该子数据集包括依据计算机模拟研究下的带隙位于1.65-1.75eV之间的钙钛矿材料的优选方案，设计替换与混合A位阳离子、金属或卤素原子，并分析其与带隙的构效关系；其中，A位基团最外层p电子轨道与铅最外层s轨道间相互作用的强弱，可调节ABX3材料的带隙，基于此，合理设计出了不同比例的小尺寸和中等尺寸A位离子掺杂的结构体系；B位阳离子的类型改变会对晶体结构造成维度上的影响，往往倾向于向低维结构发展，进而造成带隙的改变，基于该理论指导，成功设计制备出了MA3Sb2I9−xClx系列结构，且得到了与理论指导相符合的带隙变化规律；卤素离子的掺杂是调节带隙的常用手段，对X位基团进行了卤素和拟卤素的掺杂和取代，并系统地分析其对稳定性和带隙的影响规律，结果证明，X位掺杂拟卤素后可以增加材料的稳定性，禁带宽度随掺杂OCN- 、SCN-、SeCN-、TeCN-的顺序降低；X位掺杂离子半径较小的卤素离子会增加晶体的禁带宽度，增加晶体的结构稳定性，由此预测了带隙在1.65-1.75eV范围内的宽带隙钙钛矿组分比例，并通过实验进一步细化了A位的微量掺杂组分，获得了3种稳定的混合卤素宽带隙钙钛矿组分。晶体结构不同位置的掺杂与离子尺寸的变化与带隙构效关系的确定为之后的器件性能的提升提供一定的理论指导。

This sub-dataset contains optimized perovskite material candidates with band gaps between 1.65 and 1.75 eV, developed based on computational simulation studies. We designed substitutions and mixed modifications of A-site cations, metal or halogen atoms, and systematically analyzed the structure-band gap relationships of these modifications. Specifically, the strength of the interaction between the outermost p orbital electrons of the A-site group and the outermost s orbital electrons of lead can modulate the band gap of ABX3-type perovskite materials. Leveraging this mechanism, we rationally designed structural systems doped with small-sized and medium-sized A-site ions at varying doping ratios. Changes in the type of B-site cations induce dimensional modifications to the crystal structure, which typically tend to evolve toward low-dimensional architectures, thereby altering the band gap. Guided by this theoretical framework, we successfully designed and synthesized the MA3Sb2I9−xClx series of structures, and obtained band gap variation trends consistent with the theoretical predictions. Halide ion doping is a widely used strategy for modulating band gaps. We performed doping and substitution of both halogens and pseudohalogens on the X-site groups, and systematically analyzed their effects on material stability and band gap variation trends. The results show that doping the X-site with pseudohalogens can improve material stability, and the band gap decreases in the order of OCN⁻, SCN⁻, SeCN⁻, and TeCN⁻ doping.
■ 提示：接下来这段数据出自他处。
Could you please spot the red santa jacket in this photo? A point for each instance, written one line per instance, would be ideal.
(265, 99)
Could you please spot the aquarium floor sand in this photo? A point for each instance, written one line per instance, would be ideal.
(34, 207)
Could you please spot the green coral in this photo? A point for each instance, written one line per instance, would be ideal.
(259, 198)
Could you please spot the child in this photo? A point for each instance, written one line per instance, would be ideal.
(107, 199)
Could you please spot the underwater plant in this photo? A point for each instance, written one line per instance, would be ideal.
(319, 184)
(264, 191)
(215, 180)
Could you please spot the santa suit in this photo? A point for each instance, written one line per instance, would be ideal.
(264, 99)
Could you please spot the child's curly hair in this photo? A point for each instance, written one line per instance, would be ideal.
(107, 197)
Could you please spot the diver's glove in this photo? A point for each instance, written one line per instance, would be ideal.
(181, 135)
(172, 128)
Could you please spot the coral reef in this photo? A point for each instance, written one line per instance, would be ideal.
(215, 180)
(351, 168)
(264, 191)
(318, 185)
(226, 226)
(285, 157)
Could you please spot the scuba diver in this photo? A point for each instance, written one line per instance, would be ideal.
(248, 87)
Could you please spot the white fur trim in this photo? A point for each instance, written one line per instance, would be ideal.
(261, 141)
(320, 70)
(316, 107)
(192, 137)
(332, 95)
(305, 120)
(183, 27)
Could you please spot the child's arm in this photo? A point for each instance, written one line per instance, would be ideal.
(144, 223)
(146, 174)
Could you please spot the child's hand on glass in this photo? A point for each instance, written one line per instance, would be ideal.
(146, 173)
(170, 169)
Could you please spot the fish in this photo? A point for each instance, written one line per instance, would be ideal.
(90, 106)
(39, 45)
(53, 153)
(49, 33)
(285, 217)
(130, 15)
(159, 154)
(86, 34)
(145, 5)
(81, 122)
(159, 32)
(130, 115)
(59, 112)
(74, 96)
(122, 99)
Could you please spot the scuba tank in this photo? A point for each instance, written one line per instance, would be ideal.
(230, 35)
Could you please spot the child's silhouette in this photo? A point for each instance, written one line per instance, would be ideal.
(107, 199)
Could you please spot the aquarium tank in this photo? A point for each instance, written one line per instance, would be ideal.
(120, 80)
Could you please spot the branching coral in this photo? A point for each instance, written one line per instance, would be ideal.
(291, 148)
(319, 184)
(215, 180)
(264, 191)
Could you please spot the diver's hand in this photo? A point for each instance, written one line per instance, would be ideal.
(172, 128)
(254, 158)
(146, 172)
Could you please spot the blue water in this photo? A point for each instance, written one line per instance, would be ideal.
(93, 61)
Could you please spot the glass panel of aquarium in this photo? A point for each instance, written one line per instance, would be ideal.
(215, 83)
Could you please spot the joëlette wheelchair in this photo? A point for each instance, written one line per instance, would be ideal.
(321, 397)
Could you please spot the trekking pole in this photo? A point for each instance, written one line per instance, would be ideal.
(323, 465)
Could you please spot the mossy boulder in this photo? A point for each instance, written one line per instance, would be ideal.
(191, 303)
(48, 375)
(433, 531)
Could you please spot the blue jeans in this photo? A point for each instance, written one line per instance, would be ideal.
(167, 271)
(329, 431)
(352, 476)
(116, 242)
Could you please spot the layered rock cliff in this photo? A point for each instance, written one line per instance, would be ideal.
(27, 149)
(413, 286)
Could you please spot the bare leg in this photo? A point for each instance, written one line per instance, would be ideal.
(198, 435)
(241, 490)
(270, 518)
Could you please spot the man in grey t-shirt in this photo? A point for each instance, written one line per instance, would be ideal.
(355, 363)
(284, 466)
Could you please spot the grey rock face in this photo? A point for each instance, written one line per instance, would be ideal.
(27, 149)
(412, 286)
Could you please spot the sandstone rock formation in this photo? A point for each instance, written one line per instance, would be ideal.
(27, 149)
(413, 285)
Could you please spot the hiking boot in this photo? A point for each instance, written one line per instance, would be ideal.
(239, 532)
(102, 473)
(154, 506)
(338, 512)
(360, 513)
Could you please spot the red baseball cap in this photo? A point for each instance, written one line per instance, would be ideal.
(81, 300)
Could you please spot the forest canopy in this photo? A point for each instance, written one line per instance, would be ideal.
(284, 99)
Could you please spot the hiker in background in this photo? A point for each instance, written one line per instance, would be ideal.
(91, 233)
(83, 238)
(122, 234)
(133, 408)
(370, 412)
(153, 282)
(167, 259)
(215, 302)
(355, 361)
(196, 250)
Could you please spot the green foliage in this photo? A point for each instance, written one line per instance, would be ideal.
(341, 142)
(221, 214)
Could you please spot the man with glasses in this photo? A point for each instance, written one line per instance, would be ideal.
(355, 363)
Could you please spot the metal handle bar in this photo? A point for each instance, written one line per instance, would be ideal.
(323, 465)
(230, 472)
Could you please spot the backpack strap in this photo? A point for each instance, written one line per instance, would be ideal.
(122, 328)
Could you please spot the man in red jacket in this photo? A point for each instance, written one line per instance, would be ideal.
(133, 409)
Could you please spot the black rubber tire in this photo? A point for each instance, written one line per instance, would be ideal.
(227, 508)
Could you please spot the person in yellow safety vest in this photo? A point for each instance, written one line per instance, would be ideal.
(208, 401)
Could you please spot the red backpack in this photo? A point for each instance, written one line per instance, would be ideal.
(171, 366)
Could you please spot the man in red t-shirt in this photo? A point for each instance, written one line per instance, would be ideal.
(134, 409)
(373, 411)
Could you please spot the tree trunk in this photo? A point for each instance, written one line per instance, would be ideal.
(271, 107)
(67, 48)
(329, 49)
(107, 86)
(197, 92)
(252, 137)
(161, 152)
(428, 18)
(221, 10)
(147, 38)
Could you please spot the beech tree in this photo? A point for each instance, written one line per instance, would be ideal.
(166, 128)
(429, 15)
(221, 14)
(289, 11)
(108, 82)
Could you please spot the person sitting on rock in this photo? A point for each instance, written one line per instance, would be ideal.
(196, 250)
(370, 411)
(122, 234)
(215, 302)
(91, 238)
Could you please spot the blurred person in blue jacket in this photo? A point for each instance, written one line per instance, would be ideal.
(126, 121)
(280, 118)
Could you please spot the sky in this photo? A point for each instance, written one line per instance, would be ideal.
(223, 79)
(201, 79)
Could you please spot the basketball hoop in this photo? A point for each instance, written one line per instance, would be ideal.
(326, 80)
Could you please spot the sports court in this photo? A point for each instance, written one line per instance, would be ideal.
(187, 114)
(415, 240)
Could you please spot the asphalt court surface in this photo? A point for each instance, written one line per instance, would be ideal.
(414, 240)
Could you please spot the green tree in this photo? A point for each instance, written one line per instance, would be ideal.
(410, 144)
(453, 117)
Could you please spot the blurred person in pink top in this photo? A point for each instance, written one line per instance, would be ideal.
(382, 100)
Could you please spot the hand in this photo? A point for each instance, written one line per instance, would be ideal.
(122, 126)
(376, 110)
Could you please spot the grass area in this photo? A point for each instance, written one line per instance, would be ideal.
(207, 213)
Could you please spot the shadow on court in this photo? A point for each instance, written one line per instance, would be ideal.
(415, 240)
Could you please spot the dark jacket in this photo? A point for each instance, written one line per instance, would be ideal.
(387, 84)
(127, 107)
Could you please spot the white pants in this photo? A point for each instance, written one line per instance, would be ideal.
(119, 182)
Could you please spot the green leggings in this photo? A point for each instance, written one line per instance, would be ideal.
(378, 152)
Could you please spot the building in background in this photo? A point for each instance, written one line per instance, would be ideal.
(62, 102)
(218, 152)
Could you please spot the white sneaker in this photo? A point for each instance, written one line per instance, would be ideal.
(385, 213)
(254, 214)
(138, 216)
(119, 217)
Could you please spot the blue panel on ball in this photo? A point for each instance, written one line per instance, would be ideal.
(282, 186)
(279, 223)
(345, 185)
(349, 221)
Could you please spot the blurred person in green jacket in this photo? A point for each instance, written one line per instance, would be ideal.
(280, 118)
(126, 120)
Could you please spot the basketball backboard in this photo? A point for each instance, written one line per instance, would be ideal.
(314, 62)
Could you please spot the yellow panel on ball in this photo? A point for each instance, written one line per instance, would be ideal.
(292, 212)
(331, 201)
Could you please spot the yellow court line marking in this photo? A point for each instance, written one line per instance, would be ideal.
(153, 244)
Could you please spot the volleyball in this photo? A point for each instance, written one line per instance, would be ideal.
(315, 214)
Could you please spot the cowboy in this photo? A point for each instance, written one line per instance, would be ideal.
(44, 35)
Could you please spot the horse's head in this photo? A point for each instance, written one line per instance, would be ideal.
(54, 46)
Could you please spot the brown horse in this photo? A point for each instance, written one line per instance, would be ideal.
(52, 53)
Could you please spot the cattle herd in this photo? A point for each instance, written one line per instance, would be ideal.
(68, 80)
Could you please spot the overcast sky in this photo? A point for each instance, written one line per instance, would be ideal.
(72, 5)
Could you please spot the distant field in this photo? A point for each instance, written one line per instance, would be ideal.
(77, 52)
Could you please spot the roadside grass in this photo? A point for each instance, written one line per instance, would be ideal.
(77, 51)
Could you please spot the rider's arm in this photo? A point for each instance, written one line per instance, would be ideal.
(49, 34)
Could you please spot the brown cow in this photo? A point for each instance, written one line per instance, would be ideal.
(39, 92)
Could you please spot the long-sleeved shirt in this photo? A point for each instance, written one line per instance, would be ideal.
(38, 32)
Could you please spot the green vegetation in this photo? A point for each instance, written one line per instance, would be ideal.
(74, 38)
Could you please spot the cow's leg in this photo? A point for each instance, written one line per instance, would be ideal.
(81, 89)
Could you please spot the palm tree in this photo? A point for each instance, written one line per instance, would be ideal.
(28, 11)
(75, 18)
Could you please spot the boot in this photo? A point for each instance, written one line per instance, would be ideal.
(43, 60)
Doping the X-site with halide ions of smaller ionic radii can increase the crystal's band gap and enhance its structural stability. Based on these findings, we predicted the composition ratios of wide-band-gap perovskites with band gaps ranging from 1.65 to 1.75 eV, and further refined the trace doping components of the A-site via experiments, ultimately obtaining three stable mixed-halide wide-band-gap perovskite compositions. The establishment of the structure-band gap relationships involving doping at various positions of the crystal structure and variations in ionic radii provides valuable theoretical guidance for subsequent improvements in device performance.